Leur traitement nécessite pratiquement toujours une intervention chirurgicale.
UNE MALADIE ENCORE FREQUENTE ET GRAVE ...
Cette infection,
développée au niveau des valves cardiaques, reste un problème préoccupant en raison de
sa fréquence et de sa gravité. Environ 1300 cas d'endocardites sont encore observés
chaque année en France, et des enquêtes montrent que ce nombre ne semble pas diminuer
depuis 10 ans. Une proportion croissante de sujets âgés est concernée.
Même si son pronostic a
été très amélioré au cours des vingt dernières années, l'endocardite infectieuse
reste une maladie aux conséquences immédiates et secondaires souvent graves.
Elle nécessite toujours
une hospitalisation et un traitement prolongés. Beaucoup de patients, même guéris de
l'infection, devront subir une intervention chirurgicale pour remplacer la ou les valves
atteintes. D'autres garderont des séquelles plus ou moins lourdes au niveau cardiaque ou
d'autres organes, en particulier le cerveau.
...
MAIS UNE MALADIE QUE L'ON PEUT PREVENIR
La prévention de
l'endocardite infectieuse repose sur une démarche en trois points :
- 1 - Identifier les "sujets à
risque"
Dans deux tiers des cas, l'endocardite survient chez des sujets "à risque",
c'est-à-dire ayant déjà soit une maladie des valves cardiaques pré-existante, soit une
prothèse valvulaire cardiaque, ou bien ayant déjà fait une endocardite.

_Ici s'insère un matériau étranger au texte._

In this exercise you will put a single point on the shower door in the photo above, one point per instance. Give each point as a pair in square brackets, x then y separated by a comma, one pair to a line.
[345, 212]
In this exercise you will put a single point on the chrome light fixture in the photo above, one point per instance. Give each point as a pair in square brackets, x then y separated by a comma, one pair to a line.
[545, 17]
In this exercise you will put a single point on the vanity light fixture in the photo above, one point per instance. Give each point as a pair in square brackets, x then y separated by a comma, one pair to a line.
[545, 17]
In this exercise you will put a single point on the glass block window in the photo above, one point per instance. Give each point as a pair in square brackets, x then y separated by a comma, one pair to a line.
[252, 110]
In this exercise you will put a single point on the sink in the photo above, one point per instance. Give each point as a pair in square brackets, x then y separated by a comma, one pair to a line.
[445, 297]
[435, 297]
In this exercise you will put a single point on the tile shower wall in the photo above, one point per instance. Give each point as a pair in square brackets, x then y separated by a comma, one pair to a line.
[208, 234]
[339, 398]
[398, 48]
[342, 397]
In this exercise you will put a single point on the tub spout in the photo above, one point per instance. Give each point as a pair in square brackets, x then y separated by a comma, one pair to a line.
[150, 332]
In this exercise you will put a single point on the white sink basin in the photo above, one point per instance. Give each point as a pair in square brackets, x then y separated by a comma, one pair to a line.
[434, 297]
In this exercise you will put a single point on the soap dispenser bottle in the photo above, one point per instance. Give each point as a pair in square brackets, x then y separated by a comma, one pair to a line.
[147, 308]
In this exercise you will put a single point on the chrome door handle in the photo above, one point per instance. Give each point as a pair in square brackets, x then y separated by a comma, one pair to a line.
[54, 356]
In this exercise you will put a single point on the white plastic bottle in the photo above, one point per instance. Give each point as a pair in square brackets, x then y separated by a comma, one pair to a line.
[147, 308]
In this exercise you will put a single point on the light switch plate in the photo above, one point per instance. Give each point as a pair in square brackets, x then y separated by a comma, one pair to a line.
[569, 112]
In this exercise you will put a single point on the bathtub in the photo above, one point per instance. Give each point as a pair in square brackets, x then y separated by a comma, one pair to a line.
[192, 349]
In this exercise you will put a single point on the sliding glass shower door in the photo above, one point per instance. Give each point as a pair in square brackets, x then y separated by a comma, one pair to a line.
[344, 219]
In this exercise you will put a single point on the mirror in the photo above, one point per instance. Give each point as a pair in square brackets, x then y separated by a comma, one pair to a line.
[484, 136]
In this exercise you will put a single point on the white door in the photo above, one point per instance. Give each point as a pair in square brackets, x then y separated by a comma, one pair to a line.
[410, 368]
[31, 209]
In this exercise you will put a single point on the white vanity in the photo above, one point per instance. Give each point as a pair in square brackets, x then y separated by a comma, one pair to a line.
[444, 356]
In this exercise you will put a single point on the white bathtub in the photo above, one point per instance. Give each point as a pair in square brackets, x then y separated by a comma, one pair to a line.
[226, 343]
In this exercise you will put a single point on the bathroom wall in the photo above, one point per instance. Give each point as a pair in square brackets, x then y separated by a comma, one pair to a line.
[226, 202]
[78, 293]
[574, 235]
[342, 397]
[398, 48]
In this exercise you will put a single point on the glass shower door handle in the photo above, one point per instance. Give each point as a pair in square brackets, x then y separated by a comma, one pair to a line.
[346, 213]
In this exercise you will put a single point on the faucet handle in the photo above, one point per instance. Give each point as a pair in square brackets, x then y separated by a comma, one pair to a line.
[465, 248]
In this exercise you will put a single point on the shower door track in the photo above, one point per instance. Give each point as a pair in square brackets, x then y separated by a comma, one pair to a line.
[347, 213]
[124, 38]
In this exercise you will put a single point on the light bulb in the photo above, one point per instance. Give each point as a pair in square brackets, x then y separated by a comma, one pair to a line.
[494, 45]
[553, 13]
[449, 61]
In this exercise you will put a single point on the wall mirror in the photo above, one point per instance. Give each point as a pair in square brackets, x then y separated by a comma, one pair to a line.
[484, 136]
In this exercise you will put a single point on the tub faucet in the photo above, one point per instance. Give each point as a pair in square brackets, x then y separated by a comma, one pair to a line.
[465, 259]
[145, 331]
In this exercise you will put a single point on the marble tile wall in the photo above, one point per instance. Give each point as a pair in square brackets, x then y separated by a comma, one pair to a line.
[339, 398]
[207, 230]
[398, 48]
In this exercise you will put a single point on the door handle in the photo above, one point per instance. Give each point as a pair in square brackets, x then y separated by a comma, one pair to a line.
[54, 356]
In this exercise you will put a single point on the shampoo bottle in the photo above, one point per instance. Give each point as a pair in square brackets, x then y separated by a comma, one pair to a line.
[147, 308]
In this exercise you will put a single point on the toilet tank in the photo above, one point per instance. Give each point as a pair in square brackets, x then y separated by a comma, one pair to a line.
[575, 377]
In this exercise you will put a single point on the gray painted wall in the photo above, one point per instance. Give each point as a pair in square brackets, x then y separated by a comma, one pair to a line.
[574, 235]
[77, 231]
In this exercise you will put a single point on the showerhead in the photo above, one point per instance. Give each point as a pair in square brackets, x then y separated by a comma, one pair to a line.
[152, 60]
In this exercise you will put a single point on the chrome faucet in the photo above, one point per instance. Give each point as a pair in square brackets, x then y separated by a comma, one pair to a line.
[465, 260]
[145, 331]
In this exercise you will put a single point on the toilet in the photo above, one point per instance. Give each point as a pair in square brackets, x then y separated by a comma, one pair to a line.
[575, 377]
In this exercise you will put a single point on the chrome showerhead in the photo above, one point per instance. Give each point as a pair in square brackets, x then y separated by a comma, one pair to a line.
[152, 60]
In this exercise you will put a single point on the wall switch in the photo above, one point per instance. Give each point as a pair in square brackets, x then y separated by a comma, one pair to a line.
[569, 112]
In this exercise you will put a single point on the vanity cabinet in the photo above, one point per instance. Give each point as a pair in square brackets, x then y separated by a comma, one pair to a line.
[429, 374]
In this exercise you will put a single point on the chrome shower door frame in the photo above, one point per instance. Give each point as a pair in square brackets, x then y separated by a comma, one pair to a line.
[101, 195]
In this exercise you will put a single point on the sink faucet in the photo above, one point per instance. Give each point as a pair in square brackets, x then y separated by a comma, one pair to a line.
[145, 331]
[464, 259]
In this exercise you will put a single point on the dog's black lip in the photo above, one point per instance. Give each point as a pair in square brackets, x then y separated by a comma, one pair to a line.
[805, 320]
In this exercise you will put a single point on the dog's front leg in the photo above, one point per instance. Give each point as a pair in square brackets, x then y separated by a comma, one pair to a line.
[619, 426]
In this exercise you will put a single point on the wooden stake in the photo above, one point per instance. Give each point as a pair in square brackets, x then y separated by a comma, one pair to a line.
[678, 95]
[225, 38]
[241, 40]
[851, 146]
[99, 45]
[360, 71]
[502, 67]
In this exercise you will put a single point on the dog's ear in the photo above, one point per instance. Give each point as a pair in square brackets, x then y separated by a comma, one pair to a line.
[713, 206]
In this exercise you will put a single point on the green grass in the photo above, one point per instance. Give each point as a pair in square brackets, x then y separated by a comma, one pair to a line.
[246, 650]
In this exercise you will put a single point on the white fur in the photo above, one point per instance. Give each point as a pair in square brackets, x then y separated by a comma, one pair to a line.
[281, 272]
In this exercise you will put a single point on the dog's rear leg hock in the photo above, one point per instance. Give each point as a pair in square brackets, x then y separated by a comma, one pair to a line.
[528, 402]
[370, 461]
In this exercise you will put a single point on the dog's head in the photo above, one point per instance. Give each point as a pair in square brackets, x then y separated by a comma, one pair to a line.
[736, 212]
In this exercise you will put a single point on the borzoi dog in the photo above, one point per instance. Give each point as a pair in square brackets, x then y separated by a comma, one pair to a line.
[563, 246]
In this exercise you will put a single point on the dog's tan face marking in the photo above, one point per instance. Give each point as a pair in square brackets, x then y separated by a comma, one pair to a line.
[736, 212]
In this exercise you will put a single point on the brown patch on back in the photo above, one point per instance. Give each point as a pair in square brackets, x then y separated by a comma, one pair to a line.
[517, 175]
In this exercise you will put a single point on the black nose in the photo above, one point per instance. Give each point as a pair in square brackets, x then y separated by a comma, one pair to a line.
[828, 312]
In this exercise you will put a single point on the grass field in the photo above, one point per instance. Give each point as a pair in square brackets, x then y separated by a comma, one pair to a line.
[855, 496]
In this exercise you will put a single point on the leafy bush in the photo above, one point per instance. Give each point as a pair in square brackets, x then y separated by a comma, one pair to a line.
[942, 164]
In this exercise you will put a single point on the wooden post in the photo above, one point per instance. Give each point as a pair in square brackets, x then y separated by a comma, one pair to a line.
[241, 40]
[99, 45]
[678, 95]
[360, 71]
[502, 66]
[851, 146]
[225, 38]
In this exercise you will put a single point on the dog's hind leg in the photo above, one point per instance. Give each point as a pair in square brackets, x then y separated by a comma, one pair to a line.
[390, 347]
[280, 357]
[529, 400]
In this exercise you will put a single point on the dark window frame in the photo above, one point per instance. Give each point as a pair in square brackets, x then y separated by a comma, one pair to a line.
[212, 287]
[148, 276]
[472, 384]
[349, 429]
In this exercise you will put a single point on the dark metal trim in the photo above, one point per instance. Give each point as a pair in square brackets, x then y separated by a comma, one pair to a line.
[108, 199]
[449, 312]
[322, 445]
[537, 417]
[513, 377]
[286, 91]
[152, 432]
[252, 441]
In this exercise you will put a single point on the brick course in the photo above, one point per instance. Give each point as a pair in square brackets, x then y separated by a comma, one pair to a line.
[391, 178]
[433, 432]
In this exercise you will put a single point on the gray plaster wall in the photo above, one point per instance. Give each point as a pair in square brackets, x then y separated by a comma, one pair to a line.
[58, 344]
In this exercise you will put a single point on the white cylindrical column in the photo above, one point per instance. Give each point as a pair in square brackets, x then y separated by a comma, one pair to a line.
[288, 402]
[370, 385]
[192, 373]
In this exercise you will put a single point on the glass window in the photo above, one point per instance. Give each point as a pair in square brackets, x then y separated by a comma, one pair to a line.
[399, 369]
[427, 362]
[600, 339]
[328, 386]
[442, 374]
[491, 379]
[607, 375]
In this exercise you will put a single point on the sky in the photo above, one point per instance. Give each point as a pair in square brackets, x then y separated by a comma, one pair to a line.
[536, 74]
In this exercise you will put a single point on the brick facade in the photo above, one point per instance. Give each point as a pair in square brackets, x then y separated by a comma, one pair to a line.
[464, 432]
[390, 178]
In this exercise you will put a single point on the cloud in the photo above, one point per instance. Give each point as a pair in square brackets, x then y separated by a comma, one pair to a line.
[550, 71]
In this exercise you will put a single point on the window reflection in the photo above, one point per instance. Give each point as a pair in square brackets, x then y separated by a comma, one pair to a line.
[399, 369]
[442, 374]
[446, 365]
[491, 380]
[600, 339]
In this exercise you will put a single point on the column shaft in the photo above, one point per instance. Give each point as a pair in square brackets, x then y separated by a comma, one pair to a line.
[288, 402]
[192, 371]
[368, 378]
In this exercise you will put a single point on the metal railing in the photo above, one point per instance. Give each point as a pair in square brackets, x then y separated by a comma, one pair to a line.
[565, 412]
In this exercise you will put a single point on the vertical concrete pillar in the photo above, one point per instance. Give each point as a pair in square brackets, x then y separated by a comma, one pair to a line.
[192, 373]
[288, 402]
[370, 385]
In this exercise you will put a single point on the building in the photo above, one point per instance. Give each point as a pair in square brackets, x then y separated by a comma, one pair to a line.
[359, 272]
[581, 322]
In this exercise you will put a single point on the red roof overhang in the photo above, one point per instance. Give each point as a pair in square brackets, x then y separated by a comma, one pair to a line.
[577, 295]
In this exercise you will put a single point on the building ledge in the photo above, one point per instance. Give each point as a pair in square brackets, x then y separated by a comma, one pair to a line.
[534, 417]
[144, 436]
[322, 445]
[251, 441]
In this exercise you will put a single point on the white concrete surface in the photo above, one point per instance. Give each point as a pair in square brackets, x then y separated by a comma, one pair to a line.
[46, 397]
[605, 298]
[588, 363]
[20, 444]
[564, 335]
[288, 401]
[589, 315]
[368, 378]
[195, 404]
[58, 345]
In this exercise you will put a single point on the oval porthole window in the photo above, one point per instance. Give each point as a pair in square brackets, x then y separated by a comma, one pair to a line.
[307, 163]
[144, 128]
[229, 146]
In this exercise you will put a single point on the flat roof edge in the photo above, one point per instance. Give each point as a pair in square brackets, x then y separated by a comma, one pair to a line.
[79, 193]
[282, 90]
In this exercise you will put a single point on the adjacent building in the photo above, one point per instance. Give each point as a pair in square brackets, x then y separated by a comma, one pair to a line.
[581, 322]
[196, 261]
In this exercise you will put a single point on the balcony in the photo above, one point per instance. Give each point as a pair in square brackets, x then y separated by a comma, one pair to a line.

- 2 - Connaître les "gestes à
risque"
Dans environ la moitié des cas, l'endocardite survient à l'occasion de "gestes à
risque". Il s'agit avant tout de soins dentaires, mais aussi de certains examens ou
traitements au niveau du tube digestif, de l'appareil urinaire, de l'appareil respiratoire
ou de la peau. Ces "gestes à risque" représentent ce qu'on appelle des
"portes d'entrée" de l'infection.
- 3 - Protéger
Administrer préventivement des antibiotiques chez les "sujets à risque" à
l'occasion d'un "geste à risque" permet d'éviter l'endocardite en empêchant
la fixation des bactéries sur les valves et en s'opposant à leur croissance.
Cette démarche
représente le principe essentiel de la prévention de l'endocardite infectieuse.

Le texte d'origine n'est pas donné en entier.